The ‘why me, why now’ theory helps clinicians tell the story of care needed, provided, and its outcomes. Every visit note must clearly show why the patient requires the skill of the clinician with details explaining why the patient requires that specific skill(s) on that specific day.
It is important to avoid vague descriptions when documenting medical necessity. For example, documenting statements such as “patient tolerated treatment well” and “continue with plan of care” are not clear enough for auditors to gain the full picture of the patient’s response to the skilled care performed. Rather, documenting objective measurements of physical outcomes and/or details about the patient’s change behavior secondary to provided education is necessary. Inclusion of the patient/caregiver’s response to the care plan should be incorporated into each visit note as well.
Face-to-Face (F2F) Documentation
With the arrival of the COVID-19 PHE, guidelines have been created that allows the use of telehealth services for conducting F2F encounters. The PHE waiver requires use of two-way audio and visual equipment that allows for real-time communication for telehealth F2F encounters. Keep in mind that a copy of the F2F encounter note, regardless of where the encounter occurred (e.g. physician office visit, hospital, or telehealth visit) must be obtained by the home health agency.

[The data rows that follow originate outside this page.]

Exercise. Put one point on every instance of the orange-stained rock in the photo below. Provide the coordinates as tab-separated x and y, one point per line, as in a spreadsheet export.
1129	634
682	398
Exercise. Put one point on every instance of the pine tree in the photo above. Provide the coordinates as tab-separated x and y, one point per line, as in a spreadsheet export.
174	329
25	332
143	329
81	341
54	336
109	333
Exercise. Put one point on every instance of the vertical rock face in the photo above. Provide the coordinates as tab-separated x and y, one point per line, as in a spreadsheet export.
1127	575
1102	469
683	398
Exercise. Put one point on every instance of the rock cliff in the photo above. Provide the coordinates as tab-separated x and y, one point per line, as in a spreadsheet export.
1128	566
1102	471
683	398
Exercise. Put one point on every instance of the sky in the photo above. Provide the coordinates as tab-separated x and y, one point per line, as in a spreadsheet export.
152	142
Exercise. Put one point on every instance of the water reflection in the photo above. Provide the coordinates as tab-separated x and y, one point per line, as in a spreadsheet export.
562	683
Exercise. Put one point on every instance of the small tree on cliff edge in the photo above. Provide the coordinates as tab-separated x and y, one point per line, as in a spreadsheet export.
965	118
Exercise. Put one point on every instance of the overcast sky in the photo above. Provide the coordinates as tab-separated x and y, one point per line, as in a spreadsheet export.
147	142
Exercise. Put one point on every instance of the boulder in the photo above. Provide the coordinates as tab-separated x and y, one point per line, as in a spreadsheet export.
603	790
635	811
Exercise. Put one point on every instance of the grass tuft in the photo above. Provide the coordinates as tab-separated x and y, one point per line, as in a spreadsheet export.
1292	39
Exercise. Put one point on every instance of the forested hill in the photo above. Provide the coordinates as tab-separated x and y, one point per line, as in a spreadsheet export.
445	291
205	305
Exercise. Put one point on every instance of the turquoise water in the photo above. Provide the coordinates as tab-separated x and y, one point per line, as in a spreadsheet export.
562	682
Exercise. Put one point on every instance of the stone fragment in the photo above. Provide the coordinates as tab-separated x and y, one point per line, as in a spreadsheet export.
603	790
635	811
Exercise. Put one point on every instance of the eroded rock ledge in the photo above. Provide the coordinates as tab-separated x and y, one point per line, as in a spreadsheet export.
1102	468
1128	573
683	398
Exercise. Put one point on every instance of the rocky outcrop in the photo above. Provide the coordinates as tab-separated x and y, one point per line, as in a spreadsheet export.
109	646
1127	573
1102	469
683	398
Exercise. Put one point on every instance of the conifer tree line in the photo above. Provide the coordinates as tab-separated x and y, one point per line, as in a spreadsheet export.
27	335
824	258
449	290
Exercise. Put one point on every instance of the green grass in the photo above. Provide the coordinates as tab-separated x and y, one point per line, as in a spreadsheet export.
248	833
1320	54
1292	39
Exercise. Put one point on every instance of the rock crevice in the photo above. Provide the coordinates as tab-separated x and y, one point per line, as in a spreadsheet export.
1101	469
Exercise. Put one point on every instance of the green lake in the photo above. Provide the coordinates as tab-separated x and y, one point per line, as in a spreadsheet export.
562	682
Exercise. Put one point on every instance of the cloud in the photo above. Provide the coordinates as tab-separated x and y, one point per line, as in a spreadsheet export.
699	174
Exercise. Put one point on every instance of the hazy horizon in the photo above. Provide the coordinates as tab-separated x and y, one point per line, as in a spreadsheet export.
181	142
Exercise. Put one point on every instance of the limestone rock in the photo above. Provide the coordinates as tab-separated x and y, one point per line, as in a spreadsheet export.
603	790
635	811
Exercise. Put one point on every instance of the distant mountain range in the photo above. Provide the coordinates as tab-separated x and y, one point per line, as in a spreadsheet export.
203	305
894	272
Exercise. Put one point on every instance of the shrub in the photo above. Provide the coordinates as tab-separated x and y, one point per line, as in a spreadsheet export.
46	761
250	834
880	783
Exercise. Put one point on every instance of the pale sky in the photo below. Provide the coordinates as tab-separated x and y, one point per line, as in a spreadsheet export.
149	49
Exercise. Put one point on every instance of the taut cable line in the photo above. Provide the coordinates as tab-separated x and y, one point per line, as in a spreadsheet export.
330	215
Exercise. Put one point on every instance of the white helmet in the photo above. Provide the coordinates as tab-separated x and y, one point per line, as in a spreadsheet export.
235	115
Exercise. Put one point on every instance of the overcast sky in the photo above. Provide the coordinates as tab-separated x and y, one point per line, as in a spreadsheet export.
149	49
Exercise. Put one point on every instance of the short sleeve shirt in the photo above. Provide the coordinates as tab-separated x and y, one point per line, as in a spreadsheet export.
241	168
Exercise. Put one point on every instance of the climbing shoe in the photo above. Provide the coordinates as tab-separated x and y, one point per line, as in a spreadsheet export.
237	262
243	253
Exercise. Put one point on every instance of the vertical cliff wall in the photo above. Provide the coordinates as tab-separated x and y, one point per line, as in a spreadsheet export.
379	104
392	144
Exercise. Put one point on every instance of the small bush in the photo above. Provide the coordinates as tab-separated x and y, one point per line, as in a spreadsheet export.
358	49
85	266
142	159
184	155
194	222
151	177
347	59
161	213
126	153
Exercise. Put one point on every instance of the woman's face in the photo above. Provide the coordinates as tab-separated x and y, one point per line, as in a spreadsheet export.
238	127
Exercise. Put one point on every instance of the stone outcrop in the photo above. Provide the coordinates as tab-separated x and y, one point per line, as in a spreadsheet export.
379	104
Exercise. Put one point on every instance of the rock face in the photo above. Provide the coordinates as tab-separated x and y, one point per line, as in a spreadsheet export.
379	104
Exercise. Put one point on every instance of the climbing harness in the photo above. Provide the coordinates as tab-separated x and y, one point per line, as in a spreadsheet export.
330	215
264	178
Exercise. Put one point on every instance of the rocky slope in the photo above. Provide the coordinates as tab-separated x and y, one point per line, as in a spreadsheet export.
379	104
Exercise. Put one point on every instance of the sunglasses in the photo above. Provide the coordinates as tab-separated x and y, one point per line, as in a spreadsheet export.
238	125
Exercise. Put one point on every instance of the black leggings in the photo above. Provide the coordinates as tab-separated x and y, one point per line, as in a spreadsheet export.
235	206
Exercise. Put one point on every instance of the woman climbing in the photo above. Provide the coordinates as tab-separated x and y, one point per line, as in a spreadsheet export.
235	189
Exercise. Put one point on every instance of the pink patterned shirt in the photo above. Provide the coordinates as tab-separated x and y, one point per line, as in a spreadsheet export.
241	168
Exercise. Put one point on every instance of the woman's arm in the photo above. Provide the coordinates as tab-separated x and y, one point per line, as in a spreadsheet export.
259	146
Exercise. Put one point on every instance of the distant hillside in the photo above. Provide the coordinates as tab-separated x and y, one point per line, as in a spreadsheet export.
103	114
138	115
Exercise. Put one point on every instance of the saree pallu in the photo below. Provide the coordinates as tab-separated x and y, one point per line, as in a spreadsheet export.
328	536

If the patient is admitted to home health directly from the community, the certifying physician (or their allowed non-physician provider) must perform the F2F encounter. If the patient is admitted to home health from an acute or post-acute care facility and the F2F is performed by an allowed provider other than the certifying physician, the certifying physician must acknowledge that they reviewed the F2F encounter. This can be captured in various ways:
- Include the F2F date on the plan of care
- Obtain a separate attestation from the certifying physician attesting to the F2F date
- Certifying physician’s dated co-signature on the F2F encounter note
A valid F2F requires four key elements:
- Timely (90 days prior to the start of care date or within 30 days after the start of care date)
- The complete encounter note, signed and dated by an allowed provider
- Related to the primary reason services are rendered
- Evidence of the patient’s homebound status
Common F2F deficiencies that result in denials focus around encounters that do not clearly address the reason the patient requires home health services. The F2F note must provide the physician’s comprehensive assessment documentation that supports the patient’s need for home health services. Providing clinical oversight of an agency’s F2F process will often circumvent a F2F deficiency and subsequent denial.